After the Battle, Recovery on the Playing Field

The bullets start coming immediately. The American soldier squats atop a rocky hillside in Afghanistan’s Kunar Province, looking down into the valley stretched out below, trying to figure out where the shots are coming from. He fires his weapon into the valley, but that doesn’t slow the barrage of bullets coming at him. Where the soldier sits, there are no trees, nothing to crouch behind – nowhere to hide. Sitting exposed on a hillside isn’t a great place to be when people are shooting at you, so the soldier starts making his way into the valley, toward where the bullets are coming from.
Suddenly, the lights came up and someone pressed the pause button on the video clip. The soldier who recorded that video with a camera strapped to his chest did survive, we were told. But he certainly was never the same.

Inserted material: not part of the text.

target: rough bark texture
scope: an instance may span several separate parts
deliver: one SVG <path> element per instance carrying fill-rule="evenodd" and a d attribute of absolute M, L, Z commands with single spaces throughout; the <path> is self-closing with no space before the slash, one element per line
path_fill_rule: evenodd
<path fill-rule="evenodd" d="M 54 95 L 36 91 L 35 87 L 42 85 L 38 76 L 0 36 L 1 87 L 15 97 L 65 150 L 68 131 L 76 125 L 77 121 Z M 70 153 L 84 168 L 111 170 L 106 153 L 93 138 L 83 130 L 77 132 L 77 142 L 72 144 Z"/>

This was the start of the orientation session for volunteers at the Valor Games Southeast 2015, an annual regional athletic competition for disabled veterans and disabled members of the US Armed Forces held in May at venues in Durham, Chapel Hill and Raleigh. The event’s organizers showed the video to give volunteers an idea of what many in our Armed Forces experience in wartime – and how those experiences can shape the rest of their lives in the form of post-traumatic stress disorder and permanent disabilities.
Honoring a Competitive Spirit
Valor Games Southeast, organized by Durham-based nonprofit Bridge II Sports, offers events including air rifle shooting, boccia, sitting volleyball, cycling, archery, power lifting, shot put and other adaptive sports, with events held at Dean Smith Center at UNC Chapel Hill, Cameron Indoor Stadium and K-Ville at Duke University, and Lake Crabtree Park in Morrisville.
The Games aim to provide a channel for physical activity and to foster the unique camaraderie that military personnel share for a lifetime. Perhaps as importantly, the Games offer a chance for supportive community members and families to show their support for our Armed Forces through volunteering at the Games or simply cheering on the competitors.
A Journey of Recovery
“When we got involved with Valor Games Southeast in 2012, even some of our more recent veterans had been sitting idle at home for five years,” said Bridge II Sports Executive Director Ashley Thomas. “The question was, how can we draw them out? How do we get them engaged back into life? Because we know that when you come back home different from when you left, there is a journey of recovery that can be a tough road.”
Attending the Games was a humbling experience for me, in the most positive sense. Seeing the determination and competitive spirit of a veteran without a leg diving toward a volleyball impressed me as much as the courage shown by the soldier on that hillside in Afghanistan.